La porte de l'espérance - Prier, c'est espérer

Editorial d'Eglise d'Autun N° 6 du 20 mars 2020

J’ai entendu qu’au cours d’une récente réunion dans une communauté de l’Arche, apprenant ce qu’il en était des comportements inqualifiables de Jean Vanier, une personne accueillie s’est levée en disant : « Oh non, pas toi Jean ! » Et puis après un silence, elle a ajouté : « C’est mal ce que tu as fait Jean ! » Enfin, après un nouveau silence, cette personne a dit : « alors, on va maintenant prier encore plus pour toi Jean ! » En écoutant ce témoignage, j’ai ressenti une profonde émotion. Cette voix me montre un chemin de vie, même là où l’horreur a fait son ignoble travail.

priere chapeletIl faut entendre les récits douloureux, et les colères, de ceux et de celles qui ont été agressés dans leur être par des personnes en qui ils avaient mis une immense confiance. Ces récits mettent du temps à s’élaborer et souvent, à ce que je peux connaître, ils sont empreints de paix. Long combat de l’espérance contre la désespérance ! Les personnes accueillies à l’Arche continuent de nous montrer un chemin que nous risquions peut-être d’oublier : celui de l’espérance. Prier, c’est espérer ! Qui n’espère plus ne prie plus ! Celui qui espère même dans la nuit qu’un avenir peut s’ouvrir, celui-là n’enferme pas le passé ni le présent dans une prison ; il garde ouvert le fond de son être au Christ sauveur, pour lui-même et pour ses frères et sœurs en humanité où qu’ils se trouvent.

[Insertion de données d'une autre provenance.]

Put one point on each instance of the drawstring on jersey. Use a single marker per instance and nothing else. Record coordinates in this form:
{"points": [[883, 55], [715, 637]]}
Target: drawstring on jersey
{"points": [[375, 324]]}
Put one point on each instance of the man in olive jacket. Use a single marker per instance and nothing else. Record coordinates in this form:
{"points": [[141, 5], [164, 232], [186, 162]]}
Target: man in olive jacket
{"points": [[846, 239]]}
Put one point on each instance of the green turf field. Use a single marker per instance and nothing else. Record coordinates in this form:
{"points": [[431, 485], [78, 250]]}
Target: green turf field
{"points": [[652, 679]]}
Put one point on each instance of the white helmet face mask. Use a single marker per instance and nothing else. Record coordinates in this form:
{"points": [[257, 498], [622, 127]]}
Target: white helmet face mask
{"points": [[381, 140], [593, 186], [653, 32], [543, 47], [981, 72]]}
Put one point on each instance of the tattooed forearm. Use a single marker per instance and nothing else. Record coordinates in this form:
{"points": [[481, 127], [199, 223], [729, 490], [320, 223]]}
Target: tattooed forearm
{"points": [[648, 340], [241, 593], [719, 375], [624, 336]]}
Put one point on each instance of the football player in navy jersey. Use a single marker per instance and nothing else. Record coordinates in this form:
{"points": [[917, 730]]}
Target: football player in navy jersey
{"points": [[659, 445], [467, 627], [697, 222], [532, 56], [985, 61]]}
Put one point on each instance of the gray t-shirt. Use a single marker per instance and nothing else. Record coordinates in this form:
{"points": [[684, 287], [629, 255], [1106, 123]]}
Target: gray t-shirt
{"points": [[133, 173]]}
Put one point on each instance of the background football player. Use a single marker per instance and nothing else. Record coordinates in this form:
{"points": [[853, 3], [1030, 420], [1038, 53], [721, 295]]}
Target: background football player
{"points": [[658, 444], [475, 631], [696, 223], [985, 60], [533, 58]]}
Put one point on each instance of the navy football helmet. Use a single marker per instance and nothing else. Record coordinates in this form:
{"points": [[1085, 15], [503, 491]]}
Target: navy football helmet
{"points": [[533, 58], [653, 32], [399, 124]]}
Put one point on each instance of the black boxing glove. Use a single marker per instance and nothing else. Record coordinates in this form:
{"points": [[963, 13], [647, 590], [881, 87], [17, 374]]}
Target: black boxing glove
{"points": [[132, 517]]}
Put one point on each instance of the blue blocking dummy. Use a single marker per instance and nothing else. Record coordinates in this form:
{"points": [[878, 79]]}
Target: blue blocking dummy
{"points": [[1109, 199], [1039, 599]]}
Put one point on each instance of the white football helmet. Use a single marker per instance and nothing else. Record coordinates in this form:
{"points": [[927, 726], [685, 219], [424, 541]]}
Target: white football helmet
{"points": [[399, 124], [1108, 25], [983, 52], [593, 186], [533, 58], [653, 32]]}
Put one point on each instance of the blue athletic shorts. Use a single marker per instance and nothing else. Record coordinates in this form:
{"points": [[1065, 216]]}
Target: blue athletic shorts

Merci à toi, frère ou sœur que je ne connais pas, qui, connaissant et comprenant la souffrance de ceux dont le corps et l’âme sont atteints par le mal, n’en reste pas moins prêt à aimer et à espérer, par-delà l’inimaginable détresse. Dans les jours prochains de la Semaine Sainte, nous nous laisserons entraîner par la voix des humbles, à travers qui le Christ lui-même nous invite à nous laisser purifier par lui dans le bain de l’eau baptismale (Cf. Eph 5,26).